DOC staff has linked the number of missed medical appointments to the staffing issues within the agency.
In a January letter to the court, DOC Bureau Chief of Facility Operations Ada Pressley blamed the agency’s inability to produce detainees for medical appointments on “the biggest increase in members of service out sick in December 2021 and January 2022, with 1,831 and 2,229 members of service reported sick, respectively.”
In May, Taylor found the DOC to be in contempt of the order and gave the city 30 days to show that it has come into compliance or otherwise face a $100 fine for each missed medical appointment from December through January, totaling around $200,000.
In a letter to the court last week, Kathleen Thompson, chief of staff of the DOC, argued that the city had come into compliance with the order, despite the fact that nearly 200 detainees missed medical appointments from May 17 to June 12.
“In the period lasting from May 17, 2022 to June 12, 2022, 42,177 clinic appointments were scheduled,” Thompson wrote. “Of that number, the Department failed to produce 186 inmates due to lack of escort availability.
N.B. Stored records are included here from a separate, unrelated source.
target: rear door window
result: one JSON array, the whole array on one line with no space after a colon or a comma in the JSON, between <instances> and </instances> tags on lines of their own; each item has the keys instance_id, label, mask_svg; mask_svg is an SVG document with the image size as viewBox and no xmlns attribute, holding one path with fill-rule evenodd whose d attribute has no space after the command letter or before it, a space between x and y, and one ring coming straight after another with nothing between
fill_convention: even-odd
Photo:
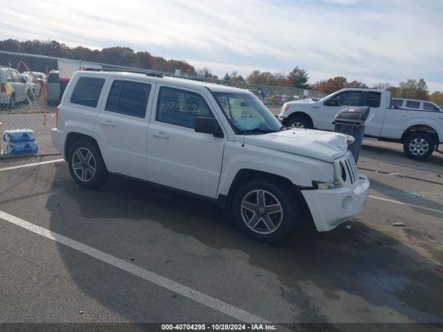
<instances>
[{"instance_id":1,"label":"rear door window","mask_svg":"<svg viewBox=\"0 0 443 332\"><path fill-rule=\"evenodd\" d=\"M369 106L370 107L380 107L380 100L381 99L381 93L379 92L368 92L366 93L366 99L363 106Z\"/></svg>"},{"instance_id":2,"label":"rear door window","mask_svg":"<svg viewBox=\"0 0 443 332\"><path fill-rule=\"evenodd\" d=\"M79 78L71 95L71 102L88 107L97 107L104 84L103 78Z\"/></svg>"},{"instance_id":3,"label":"rear door window","mask_svg":"<svg viewBox=\"0 0 443 332\"><path fill-rule=\"evenodd\" d=\"M106 102L106 111L145 118L151 84L115 80Z\"/></svg>"}]
</instances>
This represents approximately 0.4 [percent] of the total scheduled appointments during this time period.”
Thompson added that from February to April, 91 percent of incarcerated people were produced for sick call.
Thompson took over for Presely, who announced her retirement in February.
“In general, the department feels it’s accomplished a lot in the past couple of months,” Chlarens Orsland, an attorney for the city, told Taylor on Friday.
But attorneys representing the class of incarcerated people argued that the DOC’s methods for collecting and presenting the data may have changed since Taylor’s order was given, giving the false impression that it has come into compliance.
“Data collection and policies for reporting could be just as responsible for DOC’s progress in its escort numbers,” Bircoll said.
When presenting the number of missed medical appointments, the DOC breaks each missed appointment down by the reason why the appointment was missed. A number of reasons are lumped into the “Other” category, including a missed medical appointment caused by a lack of escort.
From December through February, no escort missed appointments accounted for approximately 60 to 85 percent of the “Other” category, according to the attorneys. In June, that number dropped to less than one percent, but the overall number of missed appointments hasn’t changed at that same rate.
“While that proportion has gone down, the overall number has stayed in the thousands and it hasn’t really decreased,” Broccoli said. “Something else has to be coming up to keep it at that level.”
Three people have died on Rikers Island or while in DOC custody this month, bringing the number of in custody deaths this year to nine. Last year, 16 incarcerated people died in DOC custody, marking an eight-year high.
Last week, Mayor Eric Adams made a trip to Rikers Island to defend DOC Commissioner Louis Molina and correctional officers, whose absences have been said to be the main cause of an increase of dysfunction on the island by former Mayor Bill de Blasio, former DOC Commissioner Vincent Schiraldi, the Board of Correction, two judges and the federal monitoring team appointed to oversee the DOC.
Despite the contempt of court order, Adams said that the officers should not be blamed for the spate of deaths in the past two years. Instead, he said that a lack of adequate medical care prior to a person’s detention was to blame.
“[Rikers detainees] have pre-existing conditions, their health crises, mental health illnesses, all of the things that people are facing at the worst end of their lives are discovered when they come here,” the mayor said.
“By the time people reach Rikers, their health has deteriorated and they come to these facilities,” he added. “Now, if you're telling me, ‘Eric, three people were stabbed, and three people were murdered,’ now we're talking about a different conversation.”
On Friday, Taylor gave the DOC until the close of business on Tuesday to provide further context to its data, something the agency committed to prior to Friday’s conference.
The parties will reconvene on Monday, July 11, for a conference to determine whether or not the DOC has purged themselves of contempt.